Correlation and Regression
One very special situation is common to both approaches and is frequently encountered: the bivariate Normal model. In this model, a scatterplot of data will assume a classic "football," oval, or cigar shape: the data are spread elliptically around an orthogonal pair of axes.
A correlation analysis focuses on the "strength" of this relationship, in the sense that a relatively small spread around the major axis is "strong."
As remarked above, the regression of $Y$ on $X$ (and, equally, the regression of $X$ on $Y$) is linear: the conditional expectation of the response is a linear function of the regressor.
(It is worthwhile pondering the clear geometric differences between these two descriptions: they illuminate the underlying statistical differences.)
Of the five bivariate Normal parameters (two means, two spreads, and one more that measures the dependence between the two variables), one is of common interest: the fifth parameter, $\rho$. It is directly (and simply) related to
The coefficient of $X$ in the regression of $Y$ on $X$.
The coefficient of $Y$ in the regression of $X$ on $Y$.
The conditional variances in either of the regressions $(1)$ and $(2)$.
The spreads of $(X,Y)$ around the axes of an ellipse (measured as variances).
A correlation analysis focuses on $(4)$, without distinguishing the roles of $X$ and $Y$.
A regression analysis focuses on the versions of $(1)$ through $(3)$ appropriate to the choice of regressor and response variables.
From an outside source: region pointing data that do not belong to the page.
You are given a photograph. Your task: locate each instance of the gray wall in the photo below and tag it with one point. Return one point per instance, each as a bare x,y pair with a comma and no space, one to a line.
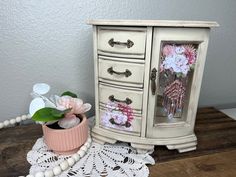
49,41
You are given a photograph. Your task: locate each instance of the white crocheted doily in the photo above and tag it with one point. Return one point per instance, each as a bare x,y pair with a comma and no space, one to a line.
119,160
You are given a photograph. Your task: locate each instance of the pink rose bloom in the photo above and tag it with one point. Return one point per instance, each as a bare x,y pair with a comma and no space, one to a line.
168,50
75,104
190,53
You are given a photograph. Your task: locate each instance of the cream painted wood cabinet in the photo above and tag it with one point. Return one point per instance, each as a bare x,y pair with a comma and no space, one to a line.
147,81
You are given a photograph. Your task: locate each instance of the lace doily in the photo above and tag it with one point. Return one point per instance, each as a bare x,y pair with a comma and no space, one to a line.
119,160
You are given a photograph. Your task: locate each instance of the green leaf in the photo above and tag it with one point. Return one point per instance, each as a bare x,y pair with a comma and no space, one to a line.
48,114
68,93
59,113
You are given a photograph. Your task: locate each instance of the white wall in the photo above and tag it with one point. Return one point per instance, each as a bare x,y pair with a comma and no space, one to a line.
49,41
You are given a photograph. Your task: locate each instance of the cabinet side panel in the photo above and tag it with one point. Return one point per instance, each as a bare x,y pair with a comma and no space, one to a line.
95,55
146,79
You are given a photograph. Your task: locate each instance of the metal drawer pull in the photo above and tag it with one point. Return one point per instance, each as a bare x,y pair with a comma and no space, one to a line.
153,81
127,72
127,100
129,43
In both cases, the hypothesis $H_0: \rho=0$ enjoys a special role: it indicates no correlation as well as no variation of $Y$ with respect to $X$. Because (in this simplest situation) both the probability model and the null hypothesis are common to correlation and regression, it should be no surprise that both methods share an interest in the same statistics (whether called "$r$" or "$\hat\beta$"); that the null sampling distributions of those statistics are the same; and (therefore) that hypothesis tests can produce identical p-values.
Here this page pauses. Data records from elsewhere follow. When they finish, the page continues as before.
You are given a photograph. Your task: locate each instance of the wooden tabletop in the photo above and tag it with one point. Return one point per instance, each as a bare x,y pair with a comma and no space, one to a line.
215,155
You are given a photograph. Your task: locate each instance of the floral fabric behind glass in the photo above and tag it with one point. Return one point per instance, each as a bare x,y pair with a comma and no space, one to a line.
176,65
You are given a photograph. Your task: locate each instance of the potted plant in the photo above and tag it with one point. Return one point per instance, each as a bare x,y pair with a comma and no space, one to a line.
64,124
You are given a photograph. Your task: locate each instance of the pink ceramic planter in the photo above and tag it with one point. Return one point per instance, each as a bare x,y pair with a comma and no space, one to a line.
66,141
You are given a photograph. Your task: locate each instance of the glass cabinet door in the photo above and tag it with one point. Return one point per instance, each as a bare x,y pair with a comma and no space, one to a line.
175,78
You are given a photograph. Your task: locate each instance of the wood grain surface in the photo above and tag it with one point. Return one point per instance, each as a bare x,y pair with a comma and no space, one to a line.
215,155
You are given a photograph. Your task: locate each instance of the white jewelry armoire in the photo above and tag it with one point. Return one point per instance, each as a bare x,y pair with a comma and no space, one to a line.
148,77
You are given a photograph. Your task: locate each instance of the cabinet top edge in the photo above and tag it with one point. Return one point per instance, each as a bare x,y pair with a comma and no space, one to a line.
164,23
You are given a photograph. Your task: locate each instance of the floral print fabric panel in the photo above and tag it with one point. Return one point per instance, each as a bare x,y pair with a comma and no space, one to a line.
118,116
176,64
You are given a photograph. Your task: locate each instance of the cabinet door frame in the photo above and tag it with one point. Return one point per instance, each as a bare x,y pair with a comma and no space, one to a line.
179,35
This common application, which is the first one anybody learns, can make it difficult to recognize just how different correlation and regression are in their concepts and aims. It is only when we learn about their generalizations that the underlying differences are exposed. It would be difficult to construe a GAM as giving much information about "correlation," just as it would be hard to frame a cluster analysis as a form of "regression." The two are different families of procedures with different objectives, each useful in its own right when applied appropriately.
I hope that this rather general and somewhat vague review has illuminated some of the ways in which "these issues go deeper than simply whether $r$ and $\hat\beta$ should be numerically equal." An appreciation of these differences has helped me understand what various techniques are attempting to accomplish, as well as to make better use of them in solving statistical problems.
Best Answer
There are different questions in this question. Neither correlation nor linear regression can prove causal relationship. But in your mind and in the model, the correlation is not directed but regression is. There is no difference in correlation, whether you think one value is the reason for the other whereas the formulation of a linear regression modell usually implies a direction. At least with ordinary least squares, it is not the same, whether you write $Y = aX+b$ or $X = cY+d$. However $cor(X,Y) = cor(Y,X)$.
Correlation and linear regression are familar, but the link is the $R^2$ value which results from linear regression and is indeed the square of the correlation coefficient $r$. You have not mentioned $R^2$ in your post so maybe this will help to get a better understanding.
The p-value mainly tells you, whether you sampled a large enough sample to conclude, which sign the correlation coefficient a and the regression coefficient r have.